Un incubo durato ben sette anni dove è stato vittima di una inchiesta giudiziaria scioltasi come neve al sole e sporcatasi di centinaia di intercettazioni abusive. Stefano Esposito, ex senatore scaricato dal Pd, oggi assiste all’ultimo capitolo di una vicenda surreale che gli ha inevitabilmente segnato, oltre alla vita privata, anche la carriera politica. La sua posizione è stata archiviata oggi, martedì 3 dicembre, dal Gip del tribunale di Roma su richiesta della stessa procura capitolina che aveva ereditato l’inchiesta nata a Torino nel 2017. Sul caso era intervenuta anche la Corte Costituzionale che ha rilevato l’illegittimità delle numerose intercettazioni telefoniche su Esposito raccolte dagli inquirenti piemontesi. I reati ipotizzati erano la corruzione e il traffico di influenze illecite. Fuffa. Il gip Angelo Giannetti ha preso atto che la stessa procura di Roma ha sollevato “dubbi sulla fondatezza delle ipotesi d’accusa”.

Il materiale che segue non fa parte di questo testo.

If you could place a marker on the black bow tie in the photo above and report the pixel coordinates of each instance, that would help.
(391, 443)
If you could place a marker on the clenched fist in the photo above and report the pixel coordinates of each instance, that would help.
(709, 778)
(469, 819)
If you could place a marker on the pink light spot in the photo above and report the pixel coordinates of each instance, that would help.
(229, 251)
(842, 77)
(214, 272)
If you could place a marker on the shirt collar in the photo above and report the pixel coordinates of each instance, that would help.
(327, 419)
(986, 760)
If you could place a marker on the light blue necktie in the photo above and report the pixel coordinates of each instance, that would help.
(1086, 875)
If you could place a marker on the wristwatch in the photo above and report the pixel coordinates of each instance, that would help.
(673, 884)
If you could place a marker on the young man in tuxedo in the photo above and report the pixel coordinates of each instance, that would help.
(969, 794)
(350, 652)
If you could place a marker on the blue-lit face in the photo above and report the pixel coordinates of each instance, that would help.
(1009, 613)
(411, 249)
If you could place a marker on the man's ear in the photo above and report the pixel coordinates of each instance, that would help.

Esposito e l’inchiesta scoperta per caso: 500 intercettazioni abusive

Eppure Esposito, così come raccontato più volte in questi anni al Riformista, scopre solo nell’ottobre 2020, quando arriva la chiusura delle indagini, “di essere stato intercettato indirettamente 500 volte (un caso particolare perché tutte le intercettazioni sono esclusivamente con Muttoni) da febbraio 2015 fino al 21 marzo 2018”. “Ufficialmente rientro nel grande calderone della cosiddetta Bigliettopoli, ovvero favori in cambio di presenze omaggio agli eventi musicali, ma in realtà la mia vicenda non c’entra niente”. In sostanza? “Nel 2010 Muttoni mi presta 150mila euro. Attenzione: con tanto di bonifico, non in nero o altro modo opaco. Sono soldi che mi servono per comprare una casa. L’anno dopo glieli restituisco”.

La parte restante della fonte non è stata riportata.